赤池三男第二十二話「- 領収書のサイズ -」(H25.5.24)

 確定申告が始まる1月下旬に、依頼者がダンポール箱を”どさん”と3個・4個と置いてゆき「先生お願いします」。
 税理士が、依頼者の置いて行ったダンボール箱を開けてみると、請求書や領収書が雑然と一杯に。それを、帳簿書類化する為に一枚毎に広げて、しわを伸ばし、項目毎に整理しながら思う。領収書がまるでゴミの様に扱われている。一々、領収書などの皺を伸ばしてから、オフコンに打ち込む。
 悪く言えば、税理士事務所はこの時期、ゴミの中に埋もれ、ゴミ整理をしているかのようだ。領収書では、税理士業が最も難行苦行しているかもしれない。

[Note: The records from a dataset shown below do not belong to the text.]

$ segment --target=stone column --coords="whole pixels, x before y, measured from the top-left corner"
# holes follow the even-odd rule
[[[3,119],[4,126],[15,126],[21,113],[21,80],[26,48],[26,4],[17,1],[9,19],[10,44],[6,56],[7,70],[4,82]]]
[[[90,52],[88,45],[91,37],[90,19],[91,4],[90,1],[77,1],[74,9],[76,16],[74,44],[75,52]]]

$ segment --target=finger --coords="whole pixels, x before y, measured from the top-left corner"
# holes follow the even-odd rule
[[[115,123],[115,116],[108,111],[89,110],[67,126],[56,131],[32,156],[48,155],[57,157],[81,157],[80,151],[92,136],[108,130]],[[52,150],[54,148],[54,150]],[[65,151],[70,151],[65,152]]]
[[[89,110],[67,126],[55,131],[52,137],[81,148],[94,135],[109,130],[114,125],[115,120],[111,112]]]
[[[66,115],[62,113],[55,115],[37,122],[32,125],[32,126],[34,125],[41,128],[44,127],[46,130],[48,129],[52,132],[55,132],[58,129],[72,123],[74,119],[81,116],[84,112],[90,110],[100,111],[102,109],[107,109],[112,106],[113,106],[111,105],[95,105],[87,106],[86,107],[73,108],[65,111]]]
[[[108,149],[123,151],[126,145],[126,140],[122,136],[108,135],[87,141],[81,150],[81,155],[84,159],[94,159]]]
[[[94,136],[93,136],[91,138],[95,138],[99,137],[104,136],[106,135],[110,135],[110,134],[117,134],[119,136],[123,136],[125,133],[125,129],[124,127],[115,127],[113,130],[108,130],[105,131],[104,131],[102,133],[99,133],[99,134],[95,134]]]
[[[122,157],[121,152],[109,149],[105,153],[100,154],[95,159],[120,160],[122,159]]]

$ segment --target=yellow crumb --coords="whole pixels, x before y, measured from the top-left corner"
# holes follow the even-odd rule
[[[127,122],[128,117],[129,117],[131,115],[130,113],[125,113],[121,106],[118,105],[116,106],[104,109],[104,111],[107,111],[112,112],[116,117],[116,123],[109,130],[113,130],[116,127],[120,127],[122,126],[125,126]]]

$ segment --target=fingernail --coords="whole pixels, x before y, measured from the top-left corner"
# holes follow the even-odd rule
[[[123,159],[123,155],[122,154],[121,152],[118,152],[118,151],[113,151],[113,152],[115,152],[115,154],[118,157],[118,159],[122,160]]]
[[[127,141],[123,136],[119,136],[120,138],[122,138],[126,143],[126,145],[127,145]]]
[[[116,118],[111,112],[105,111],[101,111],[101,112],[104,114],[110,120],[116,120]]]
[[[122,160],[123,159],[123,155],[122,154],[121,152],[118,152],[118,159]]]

 会社の経理担当者も、取引相手や社内の請求書、領収書などを整理して、記帳する。税理士とは違った面で、領収書の苦難を味わっている。
 そもそも、領収書とは何か。
 江戸っ子は呑み屋で「領収書?そんなものはいらねえ!」と粋がって、貰わなかったらしい。現代のサラリーマンは、領収書を貰ってくる。交通費、会議費とか交際費として会社の経理担当に持って行き、経費?として認めて貰うらしい。ふた昔前、コミックソングで「領収書」が流行ってサラリーマンに歌われていた。カラオケにも配信されている。
 買い物をすると「領収書は要りますか?」と聞かれる。客も「要ります」「レシートで良いです」。レシートと領収書は異なるが、同様な効果として通用している。
 法的にはどうか。民法第48条「弁済をした者は、弁済を受領した者に対して、受領証書の交付をすることができる」とあり、領収書を発行しないときは、抗弁権で弁済を拒むことが出来ると解されている。
 消費税法第30条(仕入れに係る消費税額の控除)で「帳簿及び請求書などを保存しない場合には~~適用しない」とあり、仕入課税に領収書の保存が無いと適用しない規定が有る。
 帳簿書類を整理していると、領収書が百態百様であることに気付く。税理士業で有れば誰もが不便さを嘆く。ある領収書印刷会社の広告に「280種類から承ります」とあった。この社だけでも多数あるのだから、日本中・世界中では何千種に成る事やら、予測も立たない。
 まず、領収書のサイズ差が目立つ。普段扱っている手元にある領収書で、小は3cm×5cmから。大はB5版がある。サイズは千差満別。使い易い大きさは、タクシーやコンビニのレシートだろう。ほぼ全社同一。ホテルの物は一般に大き過ぎるくらいのものが多い。
 紙色は、白が多いが黄色、緑、水色など多色。紙の厚さも多種多色。感熱紙物では「色が変わることが有ります」と注意書きが有る。帳簿書類は7年間保存義務が有るが、こんな永年では、文字が消えてしまって証拠能力が薄れる。
 経理担当者の不便さを理解して、領収書のサイズを少なくして貰えないだろうか。指導する所管庁はどこだろうか。総務省?文部科学省?法務省?財務省?通商産業省?—これも領収書のサイズ同様、多種多様に思える。
 そして「飲み屋で領収書発行を指導して貰える様に」税務署長さんに懇願したら「私の(税務署の)所管では有りません、と軽く断られた。」